Однажды у Виктора случился сердечный приступ. Проблемы с клапаном, месяц в больнице. Звонил Марии, рыдал: «Не хочу больше. Понимаю, что натворил. И с собой, и с вами». Но через пару дней в палату к нему пришли «друзья», передали запрещённые вещества. И всё началось снова.
— Вот в чём ужас: они тянут друг друга на дно. Им недостаточно сгорать самим — они хотят, чтобы горели все вокруг, — говорит Мария.
Виктор отказывался ехать в реабилитационный центр. А когда близкие его почти уговорили, центр ответил отказом: «Солевые наркоманы не лечатся».
Сама Мария давно живёт в Петербурге. Всё, что она знает о происходящем в доме, — из маминых звонков и сообщений.
Пять лет назад отец Марии умер от рака. Через неделю после похорон Виктор вынес из дома всё золото, включая обручальные кольца родителей. Пропала коллекция монет отца, доллары, которые тот годами откладывал.
— Мама прятала телефон и кошелёк каждый раз после работы в школе. Деньги исчезали — она не понимала, куда. Я её уговорила написать заявление. Телефон изъяли, проверили — выяснилось, это он сам себе перевёл. Но мама всё равно его защищала. Он умел: «Мамочка, я тебя люблю, я больше не буду» — и она верила.
Сначала были странности: казалось, что кто-то ходит вокруг дома. Выбегал на улицу с криком днём и ночью. Потом у мужчины началась паранойя. Ему казалось, что все в доме занимаются сексом. Включая мать. Он мог стоять у её кровати всю ночь — слушать и смотреть, как она спит.
— Я приехала к маме. Прошло два дня, и мне уже хотелось уехать. Там такая тишина, ночь, частный сектор. Среди ночи просыпаюсь, открываю глаза — он стоит надо мной. Просто стоит и смотрит. В другой раз пылесосил на одном месте в три часа ночи, — говорит Мария.
Чужие люди в родительском доме стали нормой. Мать почти перестала их замечать и старалась не попадаться на глаза, когда к Виктору приходили мужчины.
Мария признается, что никогда не понимала: как её брат продолжает пользоваться вниманием противоположного пола.
«Девушки появлялись разные, но удивительно — все из нормальных семей. Не проститутки, не наркоманки. Хотя в тот мой приезд он выглядел чудовищно: лицо и тело в язвах, кожа да кости, вены вздутые… Кололся уже в член и ноги — руки были изуродованы полностью».
Одна девушка задержалась у Виктора на несколько месяцев. Пока однажды ночью мама не услышала захлопнувшуюся дверь. Сын выгнал возлюбленную без одежды и обуви на улицу.

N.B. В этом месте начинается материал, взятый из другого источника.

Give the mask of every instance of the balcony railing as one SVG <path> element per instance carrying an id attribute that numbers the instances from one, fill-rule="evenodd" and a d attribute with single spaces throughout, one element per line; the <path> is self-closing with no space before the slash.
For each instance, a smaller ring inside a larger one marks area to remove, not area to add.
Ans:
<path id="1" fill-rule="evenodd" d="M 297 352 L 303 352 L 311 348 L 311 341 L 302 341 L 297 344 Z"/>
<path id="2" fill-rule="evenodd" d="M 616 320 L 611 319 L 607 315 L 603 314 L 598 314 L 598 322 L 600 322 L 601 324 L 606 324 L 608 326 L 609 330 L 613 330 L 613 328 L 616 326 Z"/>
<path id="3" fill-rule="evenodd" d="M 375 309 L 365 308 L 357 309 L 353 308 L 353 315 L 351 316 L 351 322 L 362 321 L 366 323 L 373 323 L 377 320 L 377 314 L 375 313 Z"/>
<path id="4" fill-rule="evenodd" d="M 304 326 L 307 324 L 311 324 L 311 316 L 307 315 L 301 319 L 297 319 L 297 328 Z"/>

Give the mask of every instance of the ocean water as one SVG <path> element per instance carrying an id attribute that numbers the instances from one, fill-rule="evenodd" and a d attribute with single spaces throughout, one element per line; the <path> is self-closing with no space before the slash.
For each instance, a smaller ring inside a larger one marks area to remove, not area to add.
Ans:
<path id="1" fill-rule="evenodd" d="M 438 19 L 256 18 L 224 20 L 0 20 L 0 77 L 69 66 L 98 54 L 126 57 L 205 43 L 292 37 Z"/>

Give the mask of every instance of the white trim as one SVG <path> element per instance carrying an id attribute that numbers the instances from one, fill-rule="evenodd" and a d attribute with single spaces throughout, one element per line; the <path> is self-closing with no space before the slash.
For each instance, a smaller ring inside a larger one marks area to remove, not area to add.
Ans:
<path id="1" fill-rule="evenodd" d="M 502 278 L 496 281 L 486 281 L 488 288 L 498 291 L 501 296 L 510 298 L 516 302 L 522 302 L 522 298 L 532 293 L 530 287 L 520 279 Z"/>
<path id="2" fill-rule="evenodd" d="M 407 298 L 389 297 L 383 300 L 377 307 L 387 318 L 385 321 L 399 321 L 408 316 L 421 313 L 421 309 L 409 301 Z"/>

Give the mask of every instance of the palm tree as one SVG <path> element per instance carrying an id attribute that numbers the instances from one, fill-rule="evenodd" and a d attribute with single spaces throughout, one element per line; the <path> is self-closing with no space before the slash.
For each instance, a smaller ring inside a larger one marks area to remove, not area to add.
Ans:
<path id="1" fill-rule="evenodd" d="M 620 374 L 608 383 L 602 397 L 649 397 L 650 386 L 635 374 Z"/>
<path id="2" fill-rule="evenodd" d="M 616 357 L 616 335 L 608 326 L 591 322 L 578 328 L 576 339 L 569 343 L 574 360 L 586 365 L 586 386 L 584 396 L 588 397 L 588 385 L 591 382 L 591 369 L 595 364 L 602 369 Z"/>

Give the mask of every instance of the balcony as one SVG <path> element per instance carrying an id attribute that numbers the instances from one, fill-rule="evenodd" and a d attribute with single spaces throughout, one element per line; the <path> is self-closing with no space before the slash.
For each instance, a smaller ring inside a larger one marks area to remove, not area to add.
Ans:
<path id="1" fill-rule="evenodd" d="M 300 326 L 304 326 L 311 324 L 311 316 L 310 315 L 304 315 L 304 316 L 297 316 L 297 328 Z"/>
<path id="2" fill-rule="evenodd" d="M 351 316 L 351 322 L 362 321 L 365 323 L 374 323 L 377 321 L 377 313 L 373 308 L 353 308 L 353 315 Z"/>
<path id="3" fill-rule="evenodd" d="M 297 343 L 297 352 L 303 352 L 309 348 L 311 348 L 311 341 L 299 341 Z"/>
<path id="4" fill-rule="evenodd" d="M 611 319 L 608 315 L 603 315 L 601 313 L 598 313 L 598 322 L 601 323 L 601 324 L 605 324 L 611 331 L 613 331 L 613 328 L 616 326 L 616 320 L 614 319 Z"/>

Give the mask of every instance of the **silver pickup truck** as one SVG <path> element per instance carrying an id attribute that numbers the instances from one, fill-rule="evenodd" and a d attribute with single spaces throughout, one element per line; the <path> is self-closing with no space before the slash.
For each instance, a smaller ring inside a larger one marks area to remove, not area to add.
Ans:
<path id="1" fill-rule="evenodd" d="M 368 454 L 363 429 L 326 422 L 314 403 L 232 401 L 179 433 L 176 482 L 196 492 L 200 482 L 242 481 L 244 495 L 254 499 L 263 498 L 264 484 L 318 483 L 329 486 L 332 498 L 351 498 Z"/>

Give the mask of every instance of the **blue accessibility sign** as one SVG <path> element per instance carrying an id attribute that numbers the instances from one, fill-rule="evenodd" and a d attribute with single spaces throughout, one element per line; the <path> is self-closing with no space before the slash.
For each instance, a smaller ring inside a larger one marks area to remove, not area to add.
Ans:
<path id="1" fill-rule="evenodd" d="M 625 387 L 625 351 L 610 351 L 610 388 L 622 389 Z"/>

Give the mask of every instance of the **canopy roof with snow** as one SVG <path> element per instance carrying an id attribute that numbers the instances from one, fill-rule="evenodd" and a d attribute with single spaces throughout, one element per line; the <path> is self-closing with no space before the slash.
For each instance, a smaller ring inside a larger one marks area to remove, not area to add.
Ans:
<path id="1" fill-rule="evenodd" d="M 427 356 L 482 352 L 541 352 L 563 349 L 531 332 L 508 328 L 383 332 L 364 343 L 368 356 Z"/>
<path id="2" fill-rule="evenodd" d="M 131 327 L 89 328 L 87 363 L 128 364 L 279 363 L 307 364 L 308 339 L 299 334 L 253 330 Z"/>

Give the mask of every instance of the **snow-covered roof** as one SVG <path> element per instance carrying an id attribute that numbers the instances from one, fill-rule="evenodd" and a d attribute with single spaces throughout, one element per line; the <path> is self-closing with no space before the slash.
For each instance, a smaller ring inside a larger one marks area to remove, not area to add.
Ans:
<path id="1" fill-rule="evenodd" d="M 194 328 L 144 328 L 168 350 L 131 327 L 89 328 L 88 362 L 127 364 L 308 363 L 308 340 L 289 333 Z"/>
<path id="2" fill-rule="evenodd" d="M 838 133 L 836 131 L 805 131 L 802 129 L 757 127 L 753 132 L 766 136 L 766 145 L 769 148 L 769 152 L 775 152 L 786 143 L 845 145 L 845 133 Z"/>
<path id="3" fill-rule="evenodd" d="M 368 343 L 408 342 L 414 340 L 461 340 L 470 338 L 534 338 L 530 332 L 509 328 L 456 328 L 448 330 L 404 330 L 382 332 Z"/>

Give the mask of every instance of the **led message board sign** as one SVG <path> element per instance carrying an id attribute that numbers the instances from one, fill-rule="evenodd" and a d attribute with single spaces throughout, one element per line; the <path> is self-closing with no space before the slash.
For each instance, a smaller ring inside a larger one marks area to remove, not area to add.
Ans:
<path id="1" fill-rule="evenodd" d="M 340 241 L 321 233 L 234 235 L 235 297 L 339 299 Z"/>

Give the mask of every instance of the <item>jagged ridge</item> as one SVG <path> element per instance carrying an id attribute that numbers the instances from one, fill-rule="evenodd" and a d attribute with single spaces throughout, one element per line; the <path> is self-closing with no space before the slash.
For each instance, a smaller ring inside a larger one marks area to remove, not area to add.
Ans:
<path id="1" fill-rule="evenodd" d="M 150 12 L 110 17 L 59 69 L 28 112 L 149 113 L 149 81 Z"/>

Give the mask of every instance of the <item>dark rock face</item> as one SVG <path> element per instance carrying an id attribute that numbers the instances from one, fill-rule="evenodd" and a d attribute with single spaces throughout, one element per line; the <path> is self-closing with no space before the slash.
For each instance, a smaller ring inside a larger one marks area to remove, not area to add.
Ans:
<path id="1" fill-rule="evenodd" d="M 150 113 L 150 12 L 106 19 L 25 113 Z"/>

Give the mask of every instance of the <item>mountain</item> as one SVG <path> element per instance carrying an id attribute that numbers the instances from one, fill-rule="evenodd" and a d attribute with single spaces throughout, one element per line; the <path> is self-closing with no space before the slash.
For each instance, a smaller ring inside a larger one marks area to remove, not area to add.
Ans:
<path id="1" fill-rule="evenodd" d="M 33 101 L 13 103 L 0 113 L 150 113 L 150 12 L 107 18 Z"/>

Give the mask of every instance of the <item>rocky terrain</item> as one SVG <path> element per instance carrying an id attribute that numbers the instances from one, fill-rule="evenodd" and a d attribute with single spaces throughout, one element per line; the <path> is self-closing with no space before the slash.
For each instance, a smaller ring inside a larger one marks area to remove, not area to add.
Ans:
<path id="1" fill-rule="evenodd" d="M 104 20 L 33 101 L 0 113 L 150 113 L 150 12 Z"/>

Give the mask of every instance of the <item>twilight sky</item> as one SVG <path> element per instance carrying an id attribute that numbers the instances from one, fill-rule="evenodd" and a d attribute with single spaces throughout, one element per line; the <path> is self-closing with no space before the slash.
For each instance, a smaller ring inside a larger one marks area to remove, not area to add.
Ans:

«Мой выбор — мама, естественно»
— После смерти папы дома начался просто ад, — говорит Мария. — Раньше мама была очень крепкой. Несмотря на постоянные нервы, почти не болела. А теперь ей 67, и всё это — Виктор. Шунтирование сердца, диабет, проблемы со щитовидной железой. Она просто рассыпалась. И очень постарела.
Мама долго держалась. Даже на похоронах мужа она не проронила ни слезинки. А в 2023-м стала плакать постоянно. Виктор разговаривал с ней как с врагом. Иногда Марии казалось: вот-вот ударит. Она жила в другом городе и не могла её защитить.
— Когда мама плачет — я не выдерживаю. А она ведь сильный человек.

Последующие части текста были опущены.